Quotations of the main currencies before the Federal Reserve meeting in the evening with no significant fluctuations. After August, the state budget is still in surplus. The EUR/PLN pair remains close to the levels at midday.
The afternoon changes in the currency market are very limited. The EUR/USD pair remains close to the 1.20 boundary. Also, changes in the pound are relatively small once the fluctuations related to the publication of retail sales data on the British Isles was published. The franc, one of the global risk indicators in the world, also remains low especially in relation to the euro. The EUR/CHF pair is moving above the 1.1500 boundary.
There is a slim chance for significant changes until the Federal Reserve meeting this evening. Market participants, not only the foreign exchange ones but above all the debt instruments, will want to learn from the Fed what the attitude of the US monetary authorities towards future inflation and the level of interest rates is.
The core scenario is to leave the majority of forecasts (especially those for 2017 and 2018) unchanged. Given that part of the market assumes lowering the median of future interest rates, the implementation of the underlying solution should increase the yield on US treasury bonds and the dollar.
However, it is unlikely that this will be a surprise in the context of other issues raised during the previous months. A real change in interest rates at the current meeting is unlikely. This is due to low inflationary pressure and June's FOMC projections.
Additionally, at today's meeting, the date of starting the Fed balance sheet reduction should be announced. Many details of this operation are already known. The Fed wants to start with a monthly reduction of 6 billion USD in treasury bonds and 4 billion USD in mortgage-backed instruments (MBS). After each quarter, this figure will be increased by a further 6 billion and 4 billion to reach 30 and 20 billion on bonds and MBS respectively. The only unknown factor is when these measures will start. It is most likely to be in October. This information should not cause more movements on the market.
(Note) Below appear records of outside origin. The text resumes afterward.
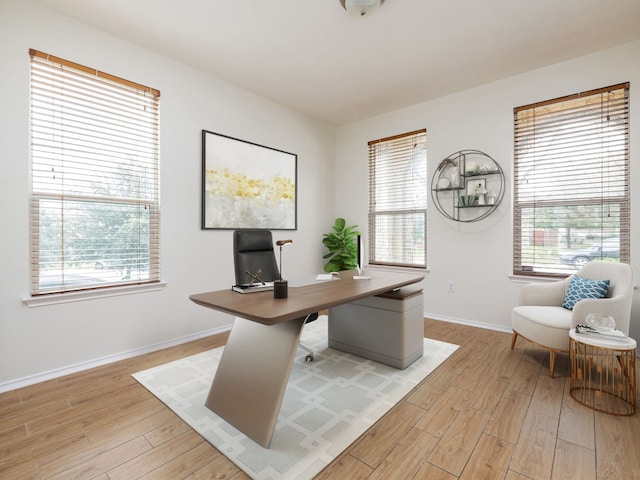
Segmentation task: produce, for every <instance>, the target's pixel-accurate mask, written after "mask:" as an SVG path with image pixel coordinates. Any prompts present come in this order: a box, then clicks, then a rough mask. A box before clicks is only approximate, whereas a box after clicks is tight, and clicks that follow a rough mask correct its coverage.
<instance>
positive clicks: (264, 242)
mask: <svg viewBox="0 0 640 480" xmlns="http://www.w3.org/2000/svg"><path fill="white" fill-rule="evenodd" d="M233 240H234V243H235V248H236V251H238V252H259V251H272V250H273V237H272V235H271V232H270V231H269V230H255V229H251V230H249V229H247V230H236V231H235V232H233Z"/></svg>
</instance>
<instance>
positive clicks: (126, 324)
mask: <svg viewBox="0 0 640 480" xmlns="http://www.w3.org/2000/svg"><path fill="white" fill-rule="evenodd" d="M29 48H35V49H38V50H41V51H44V52H47V53H51V54H54V55H57V56H60V57H63V58H67V59H69V60H72V61H75V62H78V63H81V64H84V65H88V66H91V67H95V68H97V69H99V70H102V71H106V72H109V73H112V74H114V75H118V76H120V77H124V78H127V79H131V80H133V81H136V82H139V83H142V84H146V85H149V86H152V87H154V88H157V89H159V90H160V91H161V100H160V102H161V103H160V118H161V120H160V122H161V145H160V148H161V209H162V210H161V212H162V278H163V280H165V281H166V282H167V286H166V288H164V289H162V290H160V291H157V292H151V293H139V294H134V295H126V296H118V297H110V298H103V299H97V300H87V301H82V302H76V303H65V304H61V305H54V306H43V307H35V308H29V307H27V306H26V305H25V304H24V303H23V301H22V300H23V298H25V297H26V296H27V295H28V286H29V278H28V261H29V255H28V249H27V243H28V238H29V237H28V194H29V118H28V109H29V98H28V95H29V56H28V49H29ZM0 58H1V59H2V74H1V75H0V85H1V89H0V186H1V188H0V207H1V208H0V225H2V249H1V251H0V265H1V266H2V267H1V268H2V270H1V274H0V390H2V389H3V388H4V389H9V388H11V387H12V386H16V385H18V384H22V383H29V381H30V380H31V381H35V380H38V379H41V378H43V377H46V376H47V375H46V374H47V372H51V374H52V375H53V374H55V373H56V372H53V371H55V370H58V369H66V368H68V367H71V368H73V366H76V367H78V368H80V367H82V366H86V365H90V364H92V362H94V361H98V362H99V361H105V360H108V359H113V358H115V357H117V356H119V355H121V354H122V355H127V354H128V353H130V352H133V351H136V350H138V349H142V348H144V347H147V346H153V345H158V344H162V343H163V342H169V341H172V340H175V339H180V338H185V337H189V336H192V335H197V334H198V333H199V332H206V331H210V330H216V329H223V328H224V327H225V326H227V325H228V324H229V323H230V321H231V318H230V317H229V316H227V315H224V314H221V313H217V312H214V311H213V310H207V309H204V308H202V307H199V306H196V305H195V304H193V303H191V302H190V301H189V300H188V296H189V294H191V293H196V292H203V291H208V290H215V289H221V288H227V287H230V286H231V284H232V283H233V266H232V257H231V232H230V231H226V230H225V231H215V230H207V231H202V230H200V180H201V177H200V172H201V170H200V169H201V150H200V149H201V141H200V134H201V130H202V129H207V130H211V131H214V132H219V133H223V134H226V135H230V136H233V137H236V138H241V139H245V140H249V141H252V142H255V143H259V144H262V145H267V146H269V147H273V148H278V149H282V150H285V151H288V152H293V153H296V154H298V230H297V231H295V232H282V235H285V236H286V237H288V238H289V237H290V238H293V240H294V243H293V245H292V246H291V247H289V248H288V249H287V252H286V257H285V261H286V264H285V268H286V270H287V275H288V277H289V278H295V276H302V275H305V274H308V273H309V272H312V273H313V272H317V271H321V269H322V258H321V257H322V253H323V247H322V243H321V239H322V234H323V233H324V232H326V231H328V230H329V228H330V226H331V225H332V223H333V212H334V205H333V202H332V199H333V194H332V188H333V187H332V186H333V183H334V178H333V172H332V170H331V168H327V163H328V161H329V160H330V159H332V158H333V156H334V143H333V142H334V129H333V128H332V127H329V126H327V125H325V124H321V123H318V122H314V121H312V120H309V119H308V118H306V117H304V116H302V115H299V114H297V113H295V112H292V111H290V110H288V109H285V108H283V107H280V106H278V105H275V104H273V103H271V102H269V101H266V100H264V99H262V98H259V97H256V96H254V95H252V94H249V93H247V92H245V91H242V90H239V89H238V88H236V87H234V86H232V85H229V84H225V83H223V82H221V81H219V80H217V79H215V78H211V77H209V76H206V75H204V74H202V73H200V72H198V71H196V70H194V69H191V68H188V67H185V66H183V65H181V64H178V63H176V62H174V61H172V60H170V59H168V58H164V57H160V56H158V55H156V54H154V53H152V52H150V51H147V50H144V49H141V48H138V47H136V46H134V45H132V44H129V43H126V42H124V41H122V40H119V39H117V38H114V37H112V36H109V35H107V34H105V33H103V32H100V31H98V30H95V29H93V28H90V27H88V26H86V25H83V24H81V23H78V22H76V21H74V20H72V19H70V18H67V17H63V16H60V15H58V14H56V13H54V12H51V11H47V10H45V9H42V8H41V7H39V6H35V5H32V4H31V2H30V1H25V0H3V1H2V2H0ZM274 235H278V232H274ZM63 371H66V370H63ZM30 376H34V377H32V378H29V377H30Z"/></svg>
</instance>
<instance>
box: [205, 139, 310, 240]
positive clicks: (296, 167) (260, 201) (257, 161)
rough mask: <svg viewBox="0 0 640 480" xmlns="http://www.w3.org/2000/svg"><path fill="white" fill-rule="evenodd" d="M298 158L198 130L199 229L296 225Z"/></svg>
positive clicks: (247, 227) (289, 155)
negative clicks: (200, 148)
mask: <svg viewBox="0 0 640 480" xmlns="http://www.w3.org/2000/svg"><path fill="white" fill-rule="evenodd" d="M297 175H298V156H297V155H296V154H294V153H290V152H285V151H283V150H278V149H276V148H271V147H266V146H264V145H259V144H257V143H253V142H249V141H246V140H240V139H238V138H234V137H230V136H227V135H223V134H220V133H215V132H211V131H208V130H202V218H201V223H202V224H201V228H202V230H216V229H222V230H231V229H233V230H236V229H240V228H258V229H265V230H296V229H297V198H298V195H297V193H298V192H297Z"/></svg>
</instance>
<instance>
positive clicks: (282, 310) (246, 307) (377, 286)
mask: <svg viewBox="0 0 640 480" xmlns="http://www.w3.org/2000/svg"><path fill="white" fill-rule="evenodd" d="M354 274H355V272H353V271H344V272H340V280H331V281H324V282H322V281H318V282H315V283H313V284H312V285H306V286H303V287H292V286H291V285H290V286H289V297H288V298H273V292H272V291H266V292H256V293H244V294H243V293H237V292H234V291H233V290H231V288H229V289H227V290H218V291H215V292H205V293H196V294H194V295H190V296H189V298H190V299H191V300H192V301H193V302H195V303H197V304H198V305H202V306H203V307H207V308H212V309H214V310H219V311H221V312H225V313H229V314H231V315H237V316H239V317H243V318H246V319H249V320H253V321H254V322H258V323H262V324H264V325H275V324H277V323H282V322H287V321H289V320H293V319H295V318H300V317H303V316H305V315H307V314H309V313H314V312H318V311H320V310H325V309H327V308H331V307H335V306H337V305H342V304H344V303H349V302H352V301H354V300H358V299H360V298H365V297H371V296H373V295H378V294H380V293H384V292H388V291H390V290H394V289H396V288H400V287H404V286H405V285H411V284H412V283H417V282H419V281H421V280H422V279H423V278H424V276H422V275H413V274H404V273H395V272H372V273H371V279H370V280H354V279H353V275H354Z"/></svg>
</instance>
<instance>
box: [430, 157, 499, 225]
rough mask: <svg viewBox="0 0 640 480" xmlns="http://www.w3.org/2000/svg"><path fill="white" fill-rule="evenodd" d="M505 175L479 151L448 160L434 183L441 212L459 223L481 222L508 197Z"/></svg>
mask: <svg viewBox="0 0 640 480" xmlns="http://www.w3.org/2000/svg"><path fill="white" fill-rule="evenodd" d="M504 190H505V185H504V172H503V171H502V168H501V167H500V165H499V164H498V162H496V161H495V160H494V159H493V158H491V157H490V156H489V155H487V154H486V153H484V152H481V151H479V150H460V151H459V152H455V153H452V154H451V155H449V156H448V157H447V158H445V159H444V160H443V161H442V162H440V165H438V168H437V169H436V171H435V173H434V175H433V178H432V179H431V198H433V202H434V204H435V206H436V208H437V209H438V211H439V212H440V213H441V214H442V215H444V216H445V217H447V218H448V219H450V220H453V221H455V222H477V221H478V220H482V219H483V218H486V217H487V216H489V215H491V213H492V212H493V211H494V210H495V209H496V208H497V207H498V205H499V204H500V202H501V201H502V197H503V196H504Z"/></svg>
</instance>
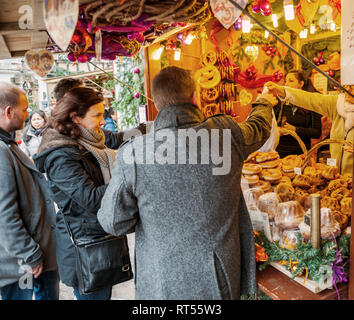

Stable zloty. Positive data on the budget's realisation
Time for good data from the Polish economy continues. To the strong increases in industrial production published by the Polish Central Statistical Office (GUS) yesterday joined estimates of the Ministry of Finance on the budget. In the period January-August, the national budget had a surplus of less than 5 billion PLN. Only a few weeks ago, they were afraid that after August they would already have a deficit. Of course, this is good information for the zloty, although the reaction on the PLN after the announcement was very limited.
The next hours to the Federal Reserve meeting should not bring greater movements in the national currency. However, the statement from the Fed may be a bit more hawkish than it is valued by the market, which would probably weaken the zloty despite positive reports from the country. In such a scenario, it is possible that the EUR/PLN pair could increase by approx 2 gr and in relation to the dollar by even 4-5 gr.